MySQL Storage Engine

MySQL Storage Engine

MySQL Server supports a plugin architecture in handling and manipulating DB data (Storage Engines). The default storage engine is MyISAM. A developer can use different storage engine for each table based on the features/trade off for each storage engine.

Syntax

mysql> CREATE TABLE tab1 (...) ENGINE=storage_engine

Example

mysql> CREATE TABLE tab1 (...) ENGINE=INNODB;

MySQL Storage Engine Commands

Show all installed Storage Engine

mysql> SHOW ENGINES\G

Set the default storage engine for the session

mysql> SET storage_engine=MYISAM;

Show INNODB information including deadlock

SHOW ENGINE INNODB STATUS

Convert tbl to a different storage engine

mysql> ALTER TABLE tbl type=INNODB;

MyISAM Pro & Con

  • The default storage engine
  • Support compression
  • Support concurrent INSERT *
  • Support auto recovery
  • Cache index but depends on OS to cache data
  • One data file per table: Easy to relocate a table to another directory/drive
  • NULL values are indexed also
  • No transaction support
  • Table level lock for UPDATES. Other concurrent UPDATES and SELECT will be blocked
  • Maximum key length is 1000 bytes
  • Good for read mostly applications

* Concurrent INSERT: Usually, INSERT and SELECT rows in a MyISAM table needs to be serialized.
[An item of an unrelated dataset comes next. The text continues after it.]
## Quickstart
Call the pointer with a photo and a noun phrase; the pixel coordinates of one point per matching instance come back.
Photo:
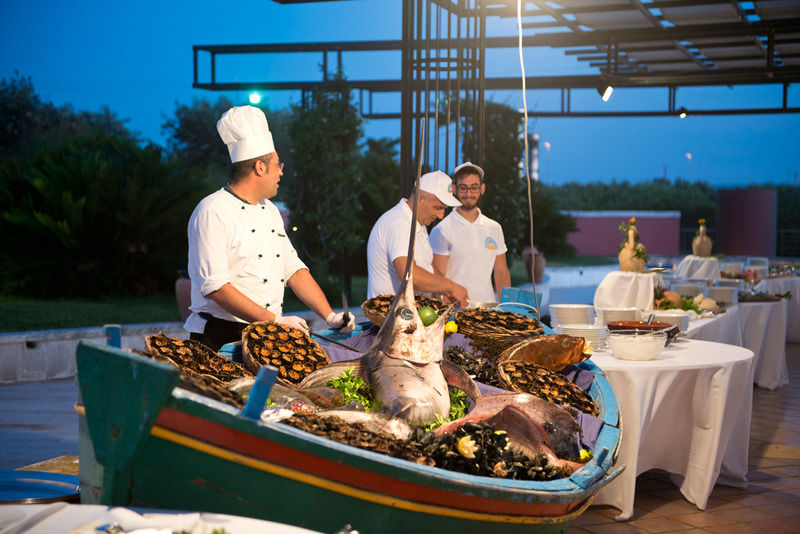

However, when there is no holes in the table's data file, MySQL allows concurrent INSERT and SELECT. This happens when no rows are deleted from a table ever or not after OPTIMIZE TABLE.

Each MyISAM table contains three files:

  • my_tbl.frm: Describe the table structure.
  • my_tbl.MYD: Data file
  • my_tbl.MYI: Index file

InnoDB Pro & Con

  • The default if our installation procedure is followed
  • Transaction support
  • Support auto recovery
  • Row level locking
  • Support foreign key
  • Oracle-like non-blocking SELECT
  • Cache both data and index
  • Store tables in tablespace
  • Hot backup tool is not free
  • An alternative to MyISAM for developer requiring Oracle-like capabilities

If you use READ COMMITTED, you must use row-based binary logging

binlog_format = 'ROW'

InnoDB Files

For meta data

  • my_tbl.frm : Describe the table structure.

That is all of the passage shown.